Half of the passengers on the flight back to Oahu were in the military. They had their own rows assigned to them. A bossy Russian woman sitting next to me with a large family enlisted a few of the soldiers to help rearrange her bags in the overhead bin. I was stricken with anxiety. It was one of my greatest dreams in life to move back to Hawaii, yet I was flailing and floundering, unable to find a power source to plug into. I’d scouted out Hilo a few times now but had failed to find the right connections or a way to get my foot in the door. Now I had one last week in Waikiki that I didn’t even want. It was clear now I was going to need to go to Central America to recuperate.
To get my mind off my troubles I perused my book on Hawaiian mythology. There were many elaborate stories and multisyllable names that were hard to keep track of. Still, I was getting some idea about the Native worldview prior to the arrival of the first missionaries in the 1800s. What I read about now was the dog people. They were described as being born with wagging tails. They intermarried and didn’t descend from any chief clan. The name for them was olohe.
The olohe were hairless dogs and lived in the sand mountains. They had a mystical power, that of the big war dogs, and often appeared during the processions of spirits known as the marchers in the night. They look like any other human but have the tails of dogs. Some of them set themselves apart by tearing out their hair and coating their bodies in oil. This is because they are esteemed wrestlers and bone-breakers. Many of them are professional robbers and lie in wait for unsuspecting travelers among the high mountain passes.
A famous dog-like creature that resides in the Moanalua Valley on Oahu is called Poki. Travelers go out of their way to avoid passing through his territory. He is considered to be something of a ghost god in that his form sometimes appears in the clouds, accompanied by the wailing of many dogs. The Hawaiians believed that animal shapes in the clouds, which they called oila, could be used to predict the moves of chiefs who were their kupua descendants.
When we landed in Honolulu, I picked up my bag and called for an Uber. The price was almost the same as the tourist shuttle. Pulling up in front of the Waikiki Beach Club was depressing. All I wanted was to get into my private room and shut the door. The woman at the reception checked me in then walked me up to the room to make sure that they key code that she’d given me worked.

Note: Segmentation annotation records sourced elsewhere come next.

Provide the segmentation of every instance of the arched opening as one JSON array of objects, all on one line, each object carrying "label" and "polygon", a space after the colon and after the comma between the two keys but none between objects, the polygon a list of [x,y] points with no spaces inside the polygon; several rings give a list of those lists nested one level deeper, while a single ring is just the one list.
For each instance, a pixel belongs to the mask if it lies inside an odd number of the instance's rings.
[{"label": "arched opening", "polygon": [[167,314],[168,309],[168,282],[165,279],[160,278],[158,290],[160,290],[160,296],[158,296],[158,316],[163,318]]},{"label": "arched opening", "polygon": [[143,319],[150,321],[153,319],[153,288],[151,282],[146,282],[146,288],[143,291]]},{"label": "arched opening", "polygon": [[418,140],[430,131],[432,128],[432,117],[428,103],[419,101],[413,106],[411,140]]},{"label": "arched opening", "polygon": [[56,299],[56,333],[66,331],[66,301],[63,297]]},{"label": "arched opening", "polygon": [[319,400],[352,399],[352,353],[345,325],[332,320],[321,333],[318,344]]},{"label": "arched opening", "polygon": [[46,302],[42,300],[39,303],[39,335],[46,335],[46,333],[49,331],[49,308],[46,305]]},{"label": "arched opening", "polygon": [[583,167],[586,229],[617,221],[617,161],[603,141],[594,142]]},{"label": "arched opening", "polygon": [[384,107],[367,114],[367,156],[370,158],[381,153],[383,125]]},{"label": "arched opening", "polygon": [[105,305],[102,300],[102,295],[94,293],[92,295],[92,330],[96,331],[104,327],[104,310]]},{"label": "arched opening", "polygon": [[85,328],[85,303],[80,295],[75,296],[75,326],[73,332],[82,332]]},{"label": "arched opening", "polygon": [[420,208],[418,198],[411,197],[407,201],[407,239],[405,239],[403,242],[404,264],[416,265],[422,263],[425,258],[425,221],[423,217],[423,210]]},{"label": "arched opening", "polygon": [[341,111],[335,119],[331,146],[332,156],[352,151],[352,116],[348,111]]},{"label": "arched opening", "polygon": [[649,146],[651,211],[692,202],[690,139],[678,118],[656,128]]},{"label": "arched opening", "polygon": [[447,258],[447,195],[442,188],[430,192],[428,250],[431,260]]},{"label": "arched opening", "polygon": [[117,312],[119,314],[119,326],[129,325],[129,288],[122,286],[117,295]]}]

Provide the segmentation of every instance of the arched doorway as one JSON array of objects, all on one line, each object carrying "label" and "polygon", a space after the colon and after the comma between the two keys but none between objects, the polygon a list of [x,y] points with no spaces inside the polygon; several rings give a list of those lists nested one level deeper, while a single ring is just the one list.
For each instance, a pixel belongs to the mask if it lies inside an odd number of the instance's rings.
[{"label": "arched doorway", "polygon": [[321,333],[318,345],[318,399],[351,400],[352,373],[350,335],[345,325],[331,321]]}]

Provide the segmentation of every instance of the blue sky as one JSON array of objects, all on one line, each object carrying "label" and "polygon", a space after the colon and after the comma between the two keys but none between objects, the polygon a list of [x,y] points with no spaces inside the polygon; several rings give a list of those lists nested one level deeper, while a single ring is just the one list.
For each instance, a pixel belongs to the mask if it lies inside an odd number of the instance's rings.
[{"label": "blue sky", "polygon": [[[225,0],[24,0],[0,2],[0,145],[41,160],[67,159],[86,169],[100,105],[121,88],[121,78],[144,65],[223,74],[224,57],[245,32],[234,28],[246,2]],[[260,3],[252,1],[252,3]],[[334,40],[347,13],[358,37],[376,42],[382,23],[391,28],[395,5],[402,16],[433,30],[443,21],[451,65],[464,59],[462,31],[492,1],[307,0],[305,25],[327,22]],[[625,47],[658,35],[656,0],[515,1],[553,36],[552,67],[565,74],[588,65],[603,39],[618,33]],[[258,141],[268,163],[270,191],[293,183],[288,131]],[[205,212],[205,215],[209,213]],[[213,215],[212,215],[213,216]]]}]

There was a tweaker standing outside of it, pulling on the doorknob in vain, one of my new roommates, apparently. She opened the door, and he came in and started messing around with some bags on a lower bunk in the dorm area. My room was past the shared bathroom, private, but not worth a hundred dollars a night. At least I could lock myself in it and not have to deal with the likes of the guy in the dorm, talking and singing to himself. It was like he was performing a jazz concert in his mind.
For a long time, I just laid down on my bed and stared at the ceiling. Then I got up and walked down to the ABC store to get a hot dog and 7-Up. Kalakaua Avenue seemed bleaker than usual. I walked up to the Duke statue and then turned around and walked back on the beach side. I was sitting on a bench with my camera when a young homeless guy came up and accused me of filming him. He had a prediction for me about how the world was going to end, with a big bomb blast, and it wouldn’t be long now.
I walked over to the empty hula stage and saw another man lying on the ground who looked like he was suffering from leprosy. He was filthy and emaciated, with no hair, and scabs all over his body that the flies were buzzing around. He was hugging himself and begging for cigarettes. It was impossible to imagine that society would just let him lie on the ground like that.
A little further down the strip was an old shop that a lot of homeless people were squatting around. A kid was lying on his side in the grass. Two guys were sharing a beer. A woman suddenly leaned over and vomited all over the ground. She tried to change her location when she was done and ended up dragging herself through it. I went back to my room just happy to have a place to lie down.